# Route 66 Cross Country - Any Opinions



## janedoe (Jan 23, 2005)

Hi everyone,

We have 3 kids and a dog.  We plan to a do a cross country trip in 2 weeks.  We were considering Route 66.  Anyone have an opinion of this trip?  

We have a travel trailer 29 foot BH.

Any input is appreciated.


----------



## Gary B (Jan 23, 2005)

Route 66 Cross Country - Any Opinions

Hi janedoe, welcome to the forum, well why not go for it, although there isn't much of the original road left so I suppose you are thinking of following I40 for the most part.
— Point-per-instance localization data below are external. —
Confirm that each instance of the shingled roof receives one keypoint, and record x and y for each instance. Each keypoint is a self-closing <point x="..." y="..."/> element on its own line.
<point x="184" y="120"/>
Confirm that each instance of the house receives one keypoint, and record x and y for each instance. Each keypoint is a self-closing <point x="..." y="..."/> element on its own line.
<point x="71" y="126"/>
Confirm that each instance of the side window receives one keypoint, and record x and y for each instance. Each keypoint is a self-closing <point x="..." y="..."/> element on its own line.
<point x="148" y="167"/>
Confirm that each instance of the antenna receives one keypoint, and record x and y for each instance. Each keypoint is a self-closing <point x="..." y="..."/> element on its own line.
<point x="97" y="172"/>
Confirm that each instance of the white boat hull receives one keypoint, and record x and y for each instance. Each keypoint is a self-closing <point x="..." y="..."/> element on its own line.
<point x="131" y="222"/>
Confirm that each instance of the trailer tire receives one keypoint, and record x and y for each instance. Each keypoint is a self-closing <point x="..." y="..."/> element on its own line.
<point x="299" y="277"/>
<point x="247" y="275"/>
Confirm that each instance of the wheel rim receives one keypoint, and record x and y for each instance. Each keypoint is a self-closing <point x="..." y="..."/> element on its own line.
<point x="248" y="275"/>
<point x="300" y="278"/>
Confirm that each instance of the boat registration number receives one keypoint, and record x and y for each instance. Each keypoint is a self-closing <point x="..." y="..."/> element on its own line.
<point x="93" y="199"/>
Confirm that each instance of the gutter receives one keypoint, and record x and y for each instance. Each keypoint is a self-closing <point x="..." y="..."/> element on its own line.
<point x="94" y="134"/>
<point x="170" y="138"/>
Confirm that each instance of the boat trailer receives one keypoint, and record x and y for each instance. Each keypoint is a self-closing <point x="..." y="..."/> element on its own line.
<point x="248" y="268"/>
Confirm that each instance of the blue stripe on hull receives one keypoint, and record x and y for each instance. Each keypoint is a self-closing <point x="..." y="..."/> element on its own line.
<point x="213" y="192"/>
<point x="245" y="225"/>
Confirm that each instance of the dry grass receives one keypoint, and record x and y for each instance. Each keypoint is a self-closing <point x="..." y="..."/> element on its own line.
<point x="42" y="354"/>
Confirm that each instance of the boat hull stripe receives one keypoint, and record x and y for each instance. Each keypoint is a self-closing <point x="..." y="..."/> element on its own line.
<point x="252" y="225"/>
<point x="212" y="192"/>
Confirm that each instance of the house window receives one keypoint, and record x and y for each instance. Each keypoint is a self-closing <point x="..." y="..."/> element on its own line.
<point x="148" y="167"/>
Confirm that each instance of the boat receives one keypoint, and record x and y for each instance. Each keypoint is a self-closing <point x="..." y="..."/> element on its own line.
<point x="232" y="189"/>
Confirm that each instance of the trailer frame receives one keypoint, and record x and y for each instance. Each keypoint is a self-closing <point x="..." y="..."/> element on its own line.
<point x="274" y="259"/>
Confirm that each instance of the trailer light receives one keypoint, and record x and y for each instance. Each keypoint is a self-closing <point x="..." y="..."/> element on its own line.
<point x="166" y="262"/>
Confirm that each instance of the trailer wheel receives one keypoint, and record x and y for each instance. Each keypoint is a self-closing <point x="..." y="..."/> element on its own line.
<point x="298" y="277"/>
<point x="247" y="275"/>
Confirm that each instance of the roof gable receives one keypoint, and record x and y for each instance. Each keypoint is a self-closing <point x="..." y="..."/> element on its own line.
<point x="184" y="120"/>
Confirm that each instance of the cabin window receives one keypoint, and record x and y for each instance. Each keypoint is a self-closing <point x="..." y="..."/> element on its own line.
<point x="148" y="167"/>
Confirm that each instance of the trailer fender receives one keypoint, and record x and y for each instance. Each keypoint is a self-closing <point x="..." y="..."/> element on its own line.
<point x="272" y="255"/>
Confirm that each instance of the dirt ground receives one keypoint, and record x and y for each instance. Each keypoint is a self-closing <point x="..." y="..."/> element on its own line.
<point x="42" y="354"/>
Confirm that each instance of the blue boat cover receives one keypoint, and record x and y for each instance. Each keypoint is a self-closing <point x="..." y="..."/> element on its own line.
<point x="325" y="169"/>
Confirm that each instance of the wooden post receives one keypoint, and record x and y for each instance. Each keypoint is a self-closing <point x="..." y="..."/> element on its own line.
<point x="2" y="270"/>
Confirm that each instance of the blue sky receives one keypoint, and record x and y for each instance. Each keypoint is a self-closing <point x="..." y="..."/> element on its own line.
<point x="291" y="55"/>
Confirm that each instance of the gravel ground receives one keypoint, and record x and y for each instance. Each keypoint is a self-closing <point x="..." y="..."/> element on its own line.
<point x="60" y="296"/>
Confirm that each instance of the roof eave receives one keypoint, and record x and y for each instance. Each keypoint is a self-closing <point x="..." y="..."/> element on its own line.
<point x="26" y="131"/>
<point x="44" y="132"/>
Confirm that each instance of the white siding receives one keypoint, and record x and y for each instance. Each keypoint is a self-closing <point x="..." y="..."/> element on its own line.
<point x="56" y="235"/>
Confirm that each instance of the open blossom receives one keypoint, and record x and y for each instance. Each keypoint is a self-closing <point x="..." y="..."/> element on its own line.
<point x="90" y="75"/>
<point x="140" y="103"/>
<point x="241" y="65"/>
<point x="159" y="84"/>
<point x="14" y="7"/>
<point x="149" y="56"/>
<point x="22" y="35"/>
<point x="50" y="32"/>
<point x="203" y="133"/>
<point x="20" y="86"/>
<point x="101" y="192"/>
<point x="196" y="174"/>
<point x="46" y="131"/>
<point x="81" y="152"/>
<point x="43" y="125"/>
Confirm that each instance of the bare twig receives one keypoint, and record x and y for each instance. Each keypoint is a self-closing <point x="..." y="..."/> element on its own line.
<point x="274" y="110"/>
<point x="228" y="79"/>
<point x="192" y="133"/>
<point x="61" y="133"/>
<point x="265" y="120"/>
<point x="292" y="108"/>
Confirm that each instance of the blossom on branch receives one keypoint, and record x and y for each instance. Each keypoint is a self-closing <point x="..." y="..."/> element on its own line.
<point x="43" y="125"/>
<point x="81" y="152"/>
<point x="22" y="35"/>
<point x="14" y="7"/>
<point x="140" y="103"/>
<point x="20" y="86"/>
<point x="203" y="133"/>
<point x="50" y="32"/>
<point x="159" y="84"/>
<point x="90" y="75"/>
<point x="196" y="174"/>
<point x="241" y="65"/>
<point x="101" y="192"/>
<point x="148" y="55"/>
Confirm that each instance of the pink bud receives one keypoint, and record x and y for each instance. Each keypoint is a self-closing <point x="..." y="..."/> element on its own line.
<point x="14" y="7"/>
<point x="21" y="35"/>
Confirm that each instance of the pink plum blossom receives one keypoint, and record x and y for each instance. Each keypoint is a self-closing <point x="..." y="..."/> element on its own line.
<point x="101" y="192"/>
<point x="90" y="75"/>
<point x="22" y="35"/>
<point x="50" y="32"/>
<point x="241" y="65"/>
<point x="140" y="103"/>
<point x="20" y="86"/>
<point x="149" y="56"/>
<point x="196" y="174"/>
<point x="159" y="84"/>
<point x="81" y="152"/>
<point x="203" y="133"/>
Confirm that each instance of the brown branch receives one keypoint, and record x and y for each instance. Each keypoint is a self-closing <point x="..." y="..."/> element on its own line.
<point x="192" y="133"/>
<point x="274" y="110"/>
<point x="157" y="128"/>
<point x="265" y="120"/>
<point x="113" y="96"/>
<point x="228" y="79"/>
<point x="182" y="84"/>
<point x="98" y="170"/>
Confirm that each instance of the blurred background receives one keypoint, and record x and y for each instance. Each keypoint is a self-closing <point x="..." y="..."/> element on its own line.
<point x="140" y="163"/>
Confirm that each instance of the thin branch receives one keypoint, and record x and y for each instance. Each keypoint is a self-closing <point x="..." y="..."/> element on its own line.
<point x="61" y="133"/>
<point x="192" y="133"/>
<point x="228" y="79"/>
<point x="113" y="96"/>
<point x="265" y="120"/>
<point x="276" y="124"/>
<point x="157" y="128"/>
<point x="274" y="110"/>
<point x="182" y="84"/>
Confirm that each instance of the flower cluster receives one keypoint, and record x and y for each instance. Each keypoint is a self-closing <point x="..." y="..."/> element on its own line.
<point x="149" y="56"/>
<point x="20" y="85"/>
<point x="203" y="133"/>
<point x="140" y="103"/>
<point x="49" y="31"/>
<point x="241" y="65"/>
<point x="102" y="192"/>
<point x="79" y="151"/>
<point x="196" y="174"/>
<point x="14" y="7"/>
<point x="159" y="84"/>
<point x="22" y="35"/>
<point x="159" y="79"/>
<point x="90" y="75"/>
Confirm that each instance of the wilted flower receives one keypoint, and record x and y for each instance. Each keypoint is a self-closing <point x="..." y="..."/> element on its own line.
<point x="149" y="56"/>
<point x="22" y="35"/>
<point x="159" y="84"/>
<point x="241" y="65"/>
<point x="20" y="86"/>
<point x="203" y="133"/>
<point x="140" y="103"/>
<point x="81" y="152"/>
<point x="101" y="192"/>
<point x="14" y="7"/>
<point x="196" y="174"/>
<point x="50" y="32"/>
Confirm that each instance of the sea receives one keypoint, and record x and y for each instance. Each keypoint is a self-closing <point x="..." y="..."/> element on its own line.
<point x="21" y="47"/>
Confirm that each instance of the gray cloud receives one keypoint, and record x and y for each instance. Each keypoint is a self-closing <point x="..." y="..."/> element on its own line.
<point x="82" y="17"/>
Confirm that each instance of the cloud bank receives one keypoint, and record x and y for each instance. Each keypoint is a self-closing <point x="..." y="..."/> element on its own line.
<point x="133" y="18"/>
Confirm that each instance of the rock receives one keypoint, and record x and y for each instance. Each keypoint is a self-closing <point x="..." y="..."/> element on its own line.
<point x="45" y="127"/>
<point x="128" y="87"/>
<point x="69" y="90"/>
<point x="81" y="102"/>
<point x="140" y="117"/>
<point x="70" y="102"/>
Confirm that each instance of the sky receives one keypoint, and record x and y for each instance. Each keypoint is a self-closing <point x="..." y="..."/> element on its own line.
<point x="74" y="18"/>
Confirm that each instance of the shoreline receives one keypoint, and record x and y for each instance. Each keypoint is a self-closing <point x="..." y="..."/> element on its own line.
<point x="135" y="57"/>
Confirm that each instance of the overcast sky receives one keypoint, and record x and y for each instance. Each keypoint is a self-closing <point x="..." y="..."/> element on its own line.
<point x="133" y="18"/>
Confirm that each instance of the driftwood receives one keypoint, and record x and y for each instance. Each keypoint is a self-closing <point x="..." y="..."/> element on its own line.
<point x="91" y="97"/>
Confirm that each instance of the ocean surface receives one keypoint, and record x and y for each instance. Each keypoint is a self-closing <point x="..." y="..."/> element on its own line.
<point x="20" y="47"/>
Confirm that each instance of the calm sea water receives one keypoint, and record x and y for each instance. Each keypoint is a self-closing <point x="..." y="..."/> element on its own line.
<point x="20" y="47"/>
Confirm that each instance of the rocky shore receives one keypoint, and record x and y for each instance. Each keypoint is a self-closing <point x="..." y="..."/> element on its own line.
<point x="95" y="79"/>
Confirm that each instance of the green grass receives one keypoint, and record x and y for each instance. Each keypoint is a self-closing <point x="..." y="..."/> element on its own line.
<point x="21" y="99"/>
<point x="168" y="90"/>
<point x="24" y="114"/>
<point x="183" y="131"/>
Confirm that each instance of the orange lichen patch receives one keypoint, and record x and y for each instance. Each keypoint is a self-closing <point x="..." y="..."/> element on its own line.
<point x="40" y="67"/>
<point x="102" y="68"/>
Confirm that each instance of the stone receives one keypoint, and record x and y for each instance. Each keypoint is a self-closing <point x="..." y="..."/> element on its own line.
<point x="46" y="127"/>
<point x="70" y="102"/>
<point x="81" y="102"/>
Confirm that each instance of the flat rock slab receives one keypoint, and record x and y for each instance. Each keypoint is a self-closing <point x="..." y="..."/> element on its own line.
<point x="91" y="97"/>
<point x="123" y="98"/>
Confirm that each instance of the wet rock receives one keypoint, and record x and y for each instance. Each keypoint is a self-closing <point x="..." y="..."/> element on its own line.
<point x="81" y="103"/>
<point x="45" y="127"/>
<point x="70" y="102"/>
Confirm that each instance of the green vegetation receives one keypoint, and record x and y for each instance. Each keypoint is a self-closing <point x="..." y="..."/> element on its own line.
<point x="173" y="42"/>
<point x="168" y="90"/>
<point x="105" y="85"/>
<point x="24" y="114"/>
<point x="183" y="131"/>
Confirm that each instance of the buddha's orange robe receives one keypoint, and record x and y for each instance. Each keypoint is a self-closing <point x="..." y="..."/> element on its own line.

The cities and towns of NM & AZ have preserved alot of it as their main streets, have fun.    :laugh:    :bleh:    :approve:


----------



## janicenlarry (Jan 24, 2005)

Route 66 Cross Country - Any Opinions

That is covering a lot of country in 2 short weeks.  Doesnt give much time to really enjoy the beauty of the areas you will be passing thru.  Slow down and enjoy.  Suggest you shorten the distance you plan to travel


----------



## janedoe (Jan 26, 2005)

Route 66 Cross Country - Any Opinions

We've been thinking we should probably shorten it too.  Is I-40 a nice interstate to travel on?


----------



## Gruffy (Jan 26, 2005)

Route 66 Cross Country - Any Opinions

Interstates are nice to make time... secondary roads to see the country.  I highly recommend the slower roads if you want to really see America.


----------



## Gary B (Jan 26, 2005)

Route 66 Cross Country - Any Opinions

Hi janedoe, I-40 accross OK. is the pitts, its not too bad in NM & AZ don't really know about MO and east. As Gruffy says the interstate are great for making time but you really get to see the country on the non-interstate  roads. Hope this helps you haven't said if your going east or west where your starting from or going to, so mostly we can only give general imformation, but good luck with the planning.    :laugh:    :bleh:    :approve:


----------



## turnipbwc (Jan 26, 2005)

Route 66 Cross Country - Any Opinions

janedoe,
If you run route 66 watch when you get to Oatman, Arizona. The Burros have the right-a-way so don't hit one.
turnip


----------